Information from: World health organization & center for disease control and prevention
Adults age 18-65
1. 150–300 minutes of moderate-intensity aerobic physical activity; =21 min daily

2. 75–150 minutes of vigorous-intensity aerobic physical activity; or an equivalent combination of moderate- and vigorous-intensity activity throughout the week.= 10 min daily

3. Muscle-strengthening activities at moderate or greater intensity that involve all major muscle groups on 2 or more days a week, as these provide additional health benefits. 2 days a week.

Aerobic activity or “cardio” gets you breathing harder and your heart beating faster.

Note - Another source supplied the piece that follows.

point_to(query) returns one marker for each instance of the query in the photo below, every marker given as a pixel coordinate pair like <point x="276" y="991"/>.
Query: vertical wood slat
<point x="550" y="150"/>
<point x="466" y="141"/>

From pushing a lawn mower, to taking a dance class, to walking or biking to the store.
Intensity is how hard your body is working during a physical activity.

Moderate-intensity aerobic physical activity means you’re working hard enough to raise your heart rate and break a sweat. One way to tell if it’s a moderate-intensity aerobic activity is that you’ll be able to talk, but not sing the words to your favorite song. Here are some examples of activities that require moderate effort:
Walking fast
Doing water aerobics
Riding a bike on level ground or with few hills
Playing doubles tennis
Pushing a lawn mower

Vigorous-intensity aerobic activity means you’re breathing hard and fast, and your heart rate has gone up quite a bit. You may use the Talk Test to gauge the intensity of your aerobic physical activity. If you’re being active at a vigorous level, you won’t be able to say more than a few words without pausing for a breath. Here are some examples of activities that require vigorous effort:
Jogging or running
Swimming laps
Riding a bike fast or on hills
Playing singles tennis
Playing basketball

If you are doing moderate-intensity physical activity, such as walking or hiking, you can talk, but not sing during the activity.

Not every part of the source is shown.